The health care and public health sector's need to have instantaneous access to patient records makes it a "significant target" for ransomware attacks and possibly the most threatened by the growing cadre of ransomware, according to the June 2 memo issued by DHS' National Protection and Programs Directorate's Office of Cyber and Infrastructure Analysis.

The memo was posted June 19 on the Public Intelligence open-source website.

The health care sector is "frequently targeted" and "highly vulnerable" to ransomware attacks, according to the document.

The health care sector also tends to give IT security spending the short shrift, even though it is highly reliant on access to medical data and internet-connected devices, it said. The proliferation of individual internet-connected devices in an organization increases the susceptibility to ransomware, according to the document.

Since the  the primary driver for ransomware is a quest to squeeze money from victims, the financial services sector is under constant bombardment from cyber criminals pushing the malware.

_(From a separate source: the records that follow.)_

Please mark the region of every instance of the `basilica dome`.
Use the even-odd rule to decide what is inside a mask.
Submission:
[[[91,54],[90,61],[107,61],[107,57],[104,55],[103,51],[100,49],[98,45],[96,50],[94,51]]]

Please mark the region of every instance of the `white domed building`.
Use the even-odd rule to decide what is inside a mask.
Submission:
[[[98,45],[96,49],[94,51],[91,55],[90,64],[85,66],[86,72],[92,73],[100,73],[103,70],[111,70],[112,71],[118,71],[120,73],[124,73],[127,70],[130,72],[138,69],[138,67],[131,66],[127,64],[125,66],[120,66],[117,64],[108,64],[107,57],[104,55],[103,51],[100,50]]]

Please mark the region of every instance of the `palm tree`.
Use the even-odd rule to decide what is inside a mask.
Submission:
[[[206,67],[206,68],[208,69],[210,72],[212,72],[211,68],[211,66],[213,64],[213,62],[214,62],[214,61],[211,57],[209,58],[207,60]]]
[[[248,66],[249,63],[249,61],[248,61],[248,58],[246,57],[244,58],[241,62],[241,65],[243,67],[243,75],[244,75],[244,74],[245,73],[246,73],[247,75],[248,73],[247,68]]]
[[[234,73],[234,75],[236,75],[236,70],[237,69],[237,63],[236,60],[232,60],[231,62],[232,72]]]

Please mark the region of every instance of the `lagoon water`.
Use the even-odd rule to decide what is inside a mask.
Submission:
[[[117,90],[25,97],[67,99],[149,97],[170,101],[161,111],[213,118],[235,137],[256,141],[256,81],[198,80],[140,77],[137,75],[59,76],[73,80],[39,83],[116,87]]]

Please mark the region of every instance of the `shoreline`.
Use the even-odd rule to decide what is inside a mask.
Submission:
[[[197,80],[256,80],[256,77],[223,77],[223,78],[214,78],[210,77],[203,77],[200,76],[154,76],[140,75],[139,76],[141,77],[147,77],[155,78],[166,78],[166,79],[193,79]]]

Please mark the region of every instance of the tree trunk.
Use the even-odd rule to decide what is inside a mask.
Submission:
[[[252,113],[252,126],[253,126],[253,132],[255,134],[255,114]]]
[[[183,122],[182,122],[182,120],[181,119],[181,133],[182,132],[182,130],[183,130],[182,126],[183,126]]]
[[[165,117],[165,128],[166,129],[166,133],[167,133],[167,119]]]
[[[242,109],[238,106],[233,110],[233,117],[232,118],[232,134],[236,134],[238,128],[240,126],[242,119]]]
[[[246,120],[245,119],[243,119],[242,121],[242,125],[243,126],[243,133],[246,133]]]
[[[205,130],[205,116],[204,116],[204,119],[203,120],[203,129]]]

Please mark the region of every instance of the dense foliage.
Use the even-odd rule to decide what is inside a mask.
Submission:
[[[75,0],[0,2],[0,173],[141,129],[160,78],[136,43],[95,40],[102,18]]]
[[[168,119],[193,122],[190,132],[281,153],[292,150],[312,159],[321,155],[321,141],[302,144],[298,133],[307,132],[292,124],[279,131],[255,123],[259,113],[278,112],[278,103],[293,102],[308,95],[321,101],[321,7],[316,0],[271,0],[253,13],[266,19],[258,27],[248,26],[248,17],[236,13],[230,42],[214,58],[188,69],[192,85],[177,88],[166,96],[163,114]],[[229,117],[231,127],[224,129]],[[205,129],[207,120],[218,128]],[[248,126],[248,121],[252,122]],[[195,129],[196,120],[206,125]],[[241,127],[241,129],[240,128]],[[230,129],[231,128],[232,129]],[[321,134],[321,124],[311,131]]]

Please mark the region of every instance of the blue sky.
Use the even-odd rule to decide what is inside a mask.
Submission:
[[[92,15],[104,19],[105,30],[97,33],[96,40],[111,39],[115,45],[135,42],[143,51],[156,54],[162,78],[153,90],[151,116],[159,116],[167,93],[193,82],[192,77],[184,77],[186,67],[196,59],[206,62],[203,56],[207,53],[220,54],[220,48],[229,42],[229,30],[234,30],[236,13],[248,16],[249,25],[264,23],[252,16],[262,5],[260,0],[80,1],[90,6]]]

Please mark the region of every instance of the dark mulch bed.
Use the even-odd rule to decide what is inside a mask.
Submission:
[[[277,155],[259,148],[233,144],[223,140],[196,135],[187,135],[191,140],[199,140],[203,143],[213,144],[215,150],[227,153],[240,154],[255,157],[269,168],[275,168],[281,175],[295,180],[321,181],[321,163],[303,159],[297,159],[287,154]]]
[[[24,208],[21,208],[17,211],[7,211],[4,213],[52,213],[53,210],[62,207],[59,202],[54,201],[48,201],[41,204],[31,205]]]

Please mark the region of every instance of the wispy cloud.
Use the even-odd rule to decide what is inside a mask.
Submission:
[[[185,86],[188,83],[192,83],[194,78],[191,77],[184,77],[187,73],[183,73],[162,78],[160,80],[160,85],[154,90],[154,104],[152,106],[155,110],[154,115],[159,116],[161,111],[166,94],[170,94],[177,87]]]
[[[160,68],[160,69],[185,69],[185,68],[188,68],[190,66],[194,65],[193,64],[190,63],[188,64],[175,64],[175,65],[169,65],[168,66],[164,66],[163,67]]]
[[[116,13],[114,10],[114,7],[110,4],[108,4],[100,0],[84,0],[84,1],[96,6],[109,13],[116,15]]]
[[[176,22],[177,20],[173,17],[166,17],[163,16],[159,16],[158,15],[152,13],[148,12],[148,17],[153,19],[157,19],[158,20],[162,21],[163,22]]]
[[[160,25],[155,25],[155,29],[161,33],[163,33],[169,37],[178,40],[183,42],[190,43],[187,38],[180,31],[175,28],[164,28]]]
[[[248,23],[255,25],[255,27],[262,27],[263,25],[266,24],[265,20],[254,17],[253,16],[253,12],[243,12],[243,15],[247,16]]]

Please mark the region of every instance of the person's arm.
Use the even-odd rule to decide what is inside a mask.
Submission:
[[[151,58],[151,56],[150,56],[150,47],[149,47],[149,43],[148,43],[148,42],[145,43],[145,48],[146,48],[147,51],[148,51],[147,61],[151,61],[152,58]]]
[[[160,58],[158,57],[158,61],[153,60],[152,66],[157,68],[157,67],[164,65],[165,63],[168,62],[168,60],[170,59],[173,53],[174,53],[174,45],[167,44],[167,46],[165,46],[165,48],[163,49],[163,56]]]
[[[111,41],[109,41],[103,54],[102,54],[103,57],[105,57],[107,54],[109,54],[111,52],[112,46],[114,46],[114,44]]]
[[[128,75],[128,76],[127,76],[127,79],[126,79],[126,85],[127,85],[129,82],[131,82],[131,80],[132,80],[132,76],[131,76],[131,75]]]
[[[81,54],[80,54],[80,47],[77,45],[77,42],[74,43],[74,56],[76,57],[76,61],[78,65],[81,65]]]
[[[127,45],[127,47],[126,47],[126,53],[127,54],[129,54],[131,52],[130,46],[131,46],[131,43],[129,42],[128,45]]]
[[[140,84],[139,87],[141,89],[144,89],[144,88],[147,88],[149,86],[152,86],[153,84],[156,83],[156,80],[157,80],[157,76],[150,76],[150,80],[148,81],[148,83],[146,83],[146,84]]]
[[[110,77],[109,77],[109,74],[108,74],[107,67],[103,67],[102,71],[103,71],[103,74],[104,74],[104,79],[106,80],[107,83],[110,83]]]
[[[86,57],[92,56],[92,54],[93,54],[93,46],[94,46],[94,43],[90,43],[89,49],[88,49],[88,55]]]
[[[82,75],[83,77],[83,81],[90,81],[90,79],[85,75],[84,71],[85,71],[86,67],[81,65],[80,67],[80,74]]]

However, the sector is "well aware of ransomware threats and has sophisticated cyber defenses in place." It warned, however  that, although unlikely, the constant hammering of those assaults on some systems could wind up having some "systemic implications" for the sector, but it didn't note what those implications might be.

The agency said vulnerabilities in the emergency services sector are also a common target for ransomware attacks, were primarily at local and state police and emergency responders. Federal law enforcement organizations, it said, had resources, such as redundant systems and backups, to help their resilience, while small local and state police forces "have been faced with the choice of potentially losing access to files or paying the ransom."

The IT sector, it said, is "commonly targeted" by malicious actors, but  it is a tough target to hit, according to DHS.